CEDA’s latest Breakfast on the Run event will examine:

  • The relationship between traditional and behavioural economics; 
  • Common behavioural biases and ways to overcome them; 
  • Leveraging the psychology of decision making to drive better customer service; and 
  • Some practical applications of how behavioural economics has improved outcomes.

Meet the speakers

William Mailer
Executive Manager, Behavioural Economics, Digital Guidance, Commonwealth Bank of Australia

William Mailer leads the CBA Behavioural Economics Team, a multi-disciplinary unit which works across the Commonwealth Bank of Australia’s business lines to improve the financial well-being of customers and communities.

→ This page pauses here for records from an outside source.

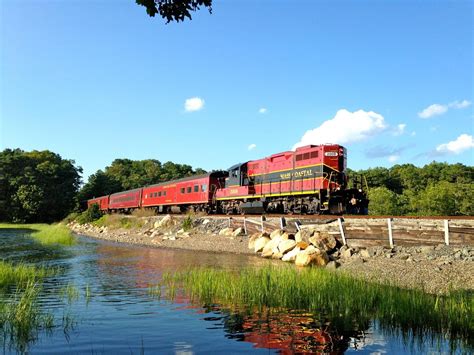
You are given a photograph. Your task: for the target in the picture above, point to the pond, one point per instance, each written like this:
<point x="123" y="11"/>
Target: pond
<point x="114" y="312"/>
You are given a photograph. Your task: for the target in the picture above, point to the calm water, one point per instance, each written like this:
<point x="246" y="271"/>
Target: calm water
<point x="120" y="317"/>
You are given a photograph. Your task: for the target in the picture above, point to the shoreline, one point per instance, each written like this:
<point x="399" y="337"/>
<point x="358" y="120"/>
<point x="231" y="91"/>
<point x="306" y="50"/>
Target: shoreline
<point x="435" y="269"/>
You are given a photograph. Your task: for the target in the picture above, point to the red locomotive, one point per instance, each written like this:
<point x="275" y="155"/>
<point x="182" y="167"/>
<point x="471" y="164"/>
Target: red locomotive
<point x="310" y="180"/>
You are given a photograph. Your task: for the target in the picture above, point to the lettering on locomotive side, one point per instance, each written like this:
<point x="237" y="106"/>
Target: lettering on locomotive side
<point x="297" y="174"/>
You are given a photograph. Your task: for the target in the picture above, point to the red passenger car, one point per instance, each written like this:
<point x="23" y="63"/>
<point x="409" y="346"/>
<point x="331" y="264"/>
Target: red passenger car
<point x="102" y="202"/>
<point x="125" y="200"/>
<point x="194" y="191"/>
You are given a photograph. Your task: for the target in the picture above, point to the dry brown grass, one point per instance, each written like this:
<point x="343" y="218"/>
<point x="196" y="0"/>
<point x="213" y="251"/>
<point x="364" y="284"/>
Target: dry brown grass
<point x="143" y="213"/>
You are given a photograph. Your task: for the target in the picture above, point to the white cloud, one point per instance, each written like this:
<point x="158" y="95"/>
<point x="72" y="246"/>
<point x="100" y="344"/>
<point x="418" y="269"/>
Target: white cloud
<point x="400" y="129"/>
<point x="345" y="127"/>
<point x="433" y="110"/>
<point x="393" y="158"/>
<point x="193" y="104"/>
<point x="460" y="104"/>
<point x="437" y="109"/>
<point x="462" y="143"/>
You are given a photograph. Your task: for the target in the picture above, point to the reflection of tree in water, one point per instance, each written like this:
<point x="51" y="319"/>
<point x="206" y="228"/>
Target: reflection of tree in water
<point x="288" y="331"/>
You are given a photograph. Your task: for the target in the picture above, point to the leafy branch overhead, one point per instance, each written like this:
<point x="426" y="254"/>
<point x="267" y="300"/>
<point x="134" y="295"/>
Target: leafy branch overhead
<point x="174" y="10"/>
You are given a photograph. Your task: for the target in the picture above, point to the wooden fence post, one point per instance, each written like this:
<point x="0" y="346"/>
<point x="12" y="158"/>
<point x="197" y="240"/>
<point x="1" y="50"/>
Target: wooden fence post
<point x="297" y="226"/>
<point x="446" y="232"/>
<point x="341" y="230"/>
<point x="390" y="234"/>
<point x="282" y="222"/>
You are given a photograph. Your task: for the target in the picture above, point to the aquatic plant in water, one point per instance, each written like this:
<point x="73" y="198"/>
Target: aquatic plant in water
<point x="347" y="301"/>
<point x="46" y="234"/>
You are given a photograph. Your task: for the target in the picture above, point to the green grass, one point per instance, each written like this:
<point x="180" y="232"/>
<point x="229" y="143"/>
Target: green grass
<point x="20" y="316"/>
<point x="46" y="234"/>
<point x="115" y="221"/>
<point x="343" y="299"/>
<point x="21" y="274"/>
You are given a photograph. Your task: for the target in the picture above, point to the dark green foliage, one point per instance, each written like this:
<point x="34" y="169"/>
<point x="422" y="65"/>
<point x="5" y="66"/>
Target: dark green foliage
<point x="37" y="186"/>
<point x="174" y="10"/>
<point x="126" y="174"/>
<point x="435" y="189"/>
<point x="93" y="213"/>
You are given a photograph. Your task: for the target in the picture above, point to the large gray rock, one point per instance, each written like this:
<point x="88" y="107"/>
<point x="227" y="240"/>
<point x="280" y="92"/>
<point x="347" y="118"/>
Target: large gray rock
<point x="319" y="258"/>
<point x="286" y="245"/>
<point x="346" y="254"/>
<point x="291" y="255"/>
<point x="271" y="247"/>
<point x="237" y="232"/>
<point x="226" y="231"/>
<point x="276" y="233"/>
<point x="252" y="240"/>
<point x="166" y="221"/>
<point x="260" y="244"/>
<point x="364" y="253"/>
<point x="303" y="235"/>
<point x="323" y="240"/>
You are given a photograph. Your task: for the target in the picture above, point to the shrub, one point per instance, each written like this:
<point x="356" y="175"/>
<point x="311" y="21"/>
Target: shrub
<point x="187" y="222"/>
<point x="92" y="214"/>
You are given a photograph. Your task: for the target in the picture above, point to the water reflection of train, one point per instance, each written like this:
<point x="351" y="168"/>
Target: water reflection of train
<point x="289" y="332"/>
<point x="134" y="270"/>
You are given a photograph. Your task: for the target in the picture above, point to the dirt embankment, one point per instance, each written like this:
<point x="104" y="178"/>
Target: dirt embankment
<point x="436" y="269"/>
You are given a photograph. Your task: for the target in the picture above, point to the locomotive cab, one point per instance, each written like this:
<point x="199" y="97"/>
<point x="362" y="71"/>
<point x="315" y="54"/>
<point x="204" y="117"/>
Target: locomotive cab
<point x="237" y="176"/>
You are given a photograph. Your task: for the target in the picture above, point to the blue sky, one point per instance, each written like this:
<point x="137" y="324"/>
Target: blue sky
<point x="98" y="80"/>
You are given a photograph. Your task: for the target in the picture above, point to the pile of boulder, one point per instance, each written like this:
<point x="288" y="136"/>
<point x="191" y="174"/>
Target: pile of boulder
<point x="306" y="247"/>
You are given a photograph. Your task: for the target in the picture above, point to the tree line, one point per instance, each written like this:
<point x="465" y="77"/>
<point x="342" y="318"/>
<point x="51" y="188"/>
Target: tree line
<point x="436" y="189"/>
<point x="41" y="186"/>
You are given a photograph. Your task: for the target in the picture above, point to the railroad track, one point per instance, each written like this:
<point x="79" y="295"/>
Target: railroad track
<point x="317" y="217"/>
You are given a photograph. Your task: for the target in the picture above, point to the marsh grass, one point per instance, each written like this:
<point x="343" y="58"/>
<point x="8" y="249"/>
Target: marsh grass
<point x="54" y="234"/>
<point x="46" y="234"/>
<point x="343" y="299"/>
<point x="115" y="221"/>
<point x="21" y="274"/>
<point x="21" y="318"/>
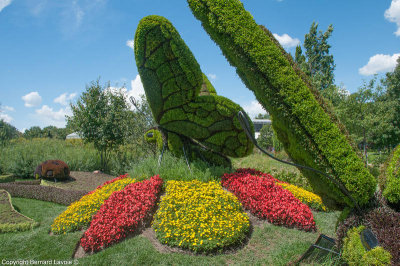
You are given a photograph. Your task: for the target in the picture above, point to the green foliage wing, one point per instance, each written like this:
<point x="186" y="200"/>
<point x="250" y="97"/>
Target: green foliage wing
<point x="305" y="129"/>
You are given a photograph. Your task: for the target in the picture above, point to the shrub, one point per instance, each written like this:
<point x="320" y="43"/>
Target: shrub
<point x="259" y="193"/>
<point x="80" y="213"/>
<point x="122" y="213"/>
<point x="10" y="219"/>
<point x="354" y="252"/>
<point x="6" y="178"/>
<point x="310" y="133"/>
<point x="172" y="80"/>
<point x="199" y="216"/>
<point x="391" y="186"/>
<point x="21" y="157"/>
<point x="52" y="194"/>
<point x="312" y="200"/>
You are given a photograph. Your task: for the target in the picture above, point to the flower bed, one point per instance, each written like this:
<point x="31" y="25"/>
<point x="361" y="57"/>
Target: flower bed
<point x="122" y="213"/>
<point x="79" y="213"/>
<point x="312" y="200"/>
<point x="259" y="193"/>
<point x="199" y="216"/>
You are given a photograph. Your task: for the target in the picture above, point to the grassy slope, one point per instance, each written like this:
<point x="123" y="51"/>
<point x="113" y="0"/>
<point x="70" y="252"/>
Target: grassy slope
<point x="269" y="244"/>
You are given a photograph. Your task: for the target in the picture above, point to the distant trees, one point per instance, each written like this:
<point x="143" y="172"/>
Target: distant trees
<point x="100" y="116"/>
<point x="46" y="132"/>
<point x="372" y="114"/>
<point x="7" y="132"/>
<point x="317" y="62"/>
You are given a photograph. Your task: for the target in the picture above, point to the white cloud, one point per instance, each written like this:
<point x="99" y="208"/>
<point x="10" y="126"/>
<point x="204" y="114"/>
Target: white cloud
<point x="136" y="88"/>
<point x="48" y="116"/>
<point x="64" y="98"/>
<point x="6" y="118"/>
<point x="212" y="76"/>
<point x="131" y="44"/>
<point x="8" y="108"/>
<point x="286" y="41"/>
<point x="393" y="14"/>
<point x="379" y="63"/>
<point x="4" y="3"/>
<point x="253" y="109"/>
<point x="77" y="12"/>
<point x="32" y="99"/>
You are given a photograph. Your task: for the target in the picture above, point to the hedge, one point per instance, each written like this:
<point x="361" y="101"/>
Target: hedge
<point x="310" y="134"/>
<point x="52" y="194"/>
<point x="391" y="186"/>
<point x="25" y="223"/>
<point x="173" y="83"/>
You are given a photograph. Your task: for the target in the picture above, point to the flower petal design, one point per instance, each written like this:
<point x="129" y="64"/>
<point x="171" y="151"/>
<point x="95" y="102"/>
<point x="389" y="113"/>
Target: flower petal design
<point x="122" y="213"/>
<point x="200" y="216"/>
<point x="259" y="193"/>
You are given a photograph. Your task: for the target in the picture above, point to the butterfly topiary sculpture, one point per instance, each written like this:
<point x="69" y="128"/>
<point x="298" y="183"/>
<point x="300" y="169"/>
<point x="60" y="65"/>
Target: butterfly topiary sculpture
<point x="192" y="119"/>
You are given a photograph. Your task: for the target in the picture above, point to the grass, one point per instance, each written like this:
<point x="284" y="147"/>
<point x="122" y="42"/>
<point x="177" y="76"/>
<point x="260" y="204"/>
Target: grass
<point x="269" y="244"/>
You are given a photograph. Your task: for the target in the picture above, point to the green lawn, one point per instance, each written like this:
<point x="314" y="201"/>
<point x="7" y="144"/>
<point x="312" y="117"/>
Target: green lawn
<point x="268" y="244"/>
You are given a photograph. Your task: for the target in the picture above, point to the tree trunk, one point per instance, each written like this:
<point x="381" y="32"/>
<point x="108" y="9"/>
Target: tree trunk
<point x="365" y="148"/>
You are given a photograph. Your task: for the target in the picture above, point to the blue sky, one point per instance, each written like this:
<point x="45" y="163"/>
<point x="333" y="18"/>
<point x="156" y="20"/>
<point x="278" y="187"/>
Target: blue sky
<point x="51" y="49"/>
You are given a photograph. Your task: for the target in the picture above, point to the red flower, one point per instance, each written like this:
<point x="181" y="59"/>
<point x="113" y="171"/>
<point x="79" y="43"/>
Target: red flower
<point x="258" y="192"/>
<point x="122" y="213"/>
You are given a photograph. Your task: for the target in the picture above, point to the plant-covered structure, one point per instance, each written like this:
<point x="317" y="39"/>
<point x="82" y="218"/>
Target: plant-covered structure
<point x="191" y="117"/>
<point x="310" y="134"/>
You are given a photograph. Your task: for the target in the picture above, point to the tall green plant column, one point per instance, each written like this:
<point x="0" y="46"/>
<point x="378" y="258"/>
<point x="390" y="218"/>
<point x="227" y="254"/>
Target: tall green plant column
<point x="182" y="99"/>
<point x="309" y="134"/>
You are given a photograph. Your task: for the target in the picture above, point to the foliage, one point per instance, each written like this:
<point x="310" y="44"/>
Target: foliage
<point x="99" y="115"/>
<point x="200" y="216"/>
<point x="172" y="80"/>
<point x="268" y="139"/>
<point x="7" y="132"/>
<point x="309" y="198"/>
<point x="122" y="213"/>
<point x="10" y="219"/>
<point x="21" y="157"/>
<point x="310" y="133"/>
<point x="51" y="194"/>
<point x="80" y="213"/>
<point x="354" y="252"/>
<point x="260" y="194"/>
<point x="317" y="63"/>
<point x="282" y="245"/>
<point x="391" y="186"/>
<point x="173" y="168"/>
<point x="383" y="222"/>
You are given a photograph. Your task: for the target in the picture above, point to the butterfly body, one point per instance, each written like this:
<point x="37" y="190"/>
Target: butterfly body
<point x="184" y="104"/>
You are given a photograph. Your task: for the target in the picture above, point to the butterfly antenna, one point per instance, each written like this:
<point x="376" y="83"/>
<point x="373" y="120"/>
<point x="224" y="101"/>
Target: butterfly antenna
<point x="244" y="122"/>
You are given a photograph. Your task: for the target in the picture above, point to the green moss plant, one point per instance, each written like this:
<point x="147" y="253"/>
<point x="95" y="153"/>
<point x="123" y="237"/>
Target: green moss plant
<point x="310" y="134"/>
<point x="183" y="101"/>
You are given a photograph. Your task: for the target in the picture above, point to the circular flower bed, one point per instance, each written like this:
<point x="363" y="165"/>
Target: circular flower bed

Prior to joining CBA, Will established and led the PwC Behavioural Economics team, an international network of practice groups providing specialist consulting services to retail, health, financial services and government sectors. Will gained his behavioural credentials from the Centre for Decision Research and Experimental Economics (CeDEx) in Nottingham, UK.

Heather Cotching
Senior Advisor, BETA (Behavioural Economics Team) Department of Prime Minister and Cabinet

Heather Cotching is a Senior Advisor in BETA (the Behavioural Economics Team of the Australian Government). BETA is the federal Government’s first central behavioural economics team, responsible for advancing the use of behavioural economics across a wide range of public policy issues. Her team is responsible for understanding the impact of behavioural biases on public policy and translating them for a government context. Heather has a degree in economics and has worked across government for more than a decade in a range of economic policy roles, including in Treasury, the Murray-Darling Basin Authority and the Department of Industry, Innovation and Science.